Gingival and dental plaque antiseptic decontamination significantly decreased the oropharyngeal colonization by aerobic pathogens in ventilated patients. However, its efficacy was insufficient to reduce the incidence of respiratory infections due to multiresistant bacteria.
记录牙龈和牙菌斑抗菌消毒对重症监护病房(ICU)获得性医院菌血症和呼吸道感染发生率的影响。
前瞻性、多中心、双盲、安慰剂对照疗效研究。
六个ICU:三个在大学医院,三个在综合医院。
总共228例需要气管插管和机械通气的无牙患者,预计住院时间≥5天。
在整个ICU住院期间,每天三次用0.2%氯己定凝胶或安慰剂凝胶对牙龈和牙菌斑进行抗菌消毒。

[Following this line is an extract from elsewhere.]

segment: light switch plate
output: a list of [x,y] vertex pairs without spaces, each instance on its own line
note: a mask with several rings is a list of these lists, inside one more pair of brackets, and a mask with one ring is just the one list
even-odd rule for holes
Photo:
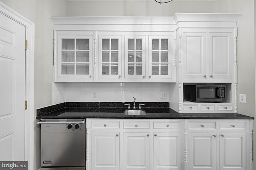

在基线时以及直至28天评估人口统计学和临床特征、器官功能数据(逻辑器官功能障碍评分)、病情严重程度(简化急性生理学评分)和牙菌斑状况。每5天进行一次牙菌斑和唾液的细菌学采样,并在适当的时候进行血液、气管吸出物和支气管肺泡灌洗培养。主要疗效终点是菌血症、支气管炎和呼吸机相关性肺炎的发生率,以百分比和每1000个ICU日表示。治疗组和安慰剂组的所有基线特征相似。安慰剂组医院感染发生率为17.5%(每1000个ICU日13.2例),牙菌斑抗菌消毒组为18.4%(每1000个ICU日13.3例)(无统计学意义)。在每台呼吸机或插管日的呼吸机相关性肺炎发生率、死亡率、住院时间和护理负荷(次要终点)方面未观察到差异。在第10天,治疗组的牙菌斑培养阳性数显著低于安慰剂组(29%对66%;p<0.05)。在迟发性呼吸机相关性肺炎中鉴定出并先前从牙菌斑培养出的高度耐药的假单胞菌属、不动杆菌属和肠杆菌属未被抗菌消毒根除。未报告副作用。
牙龈和牙菌斑抗菌消毒显著降低了通气患者口咽部需氧病原体的定植。然而,其疗效不足以降低多重耐药菌引起的呼吸道感染发生率。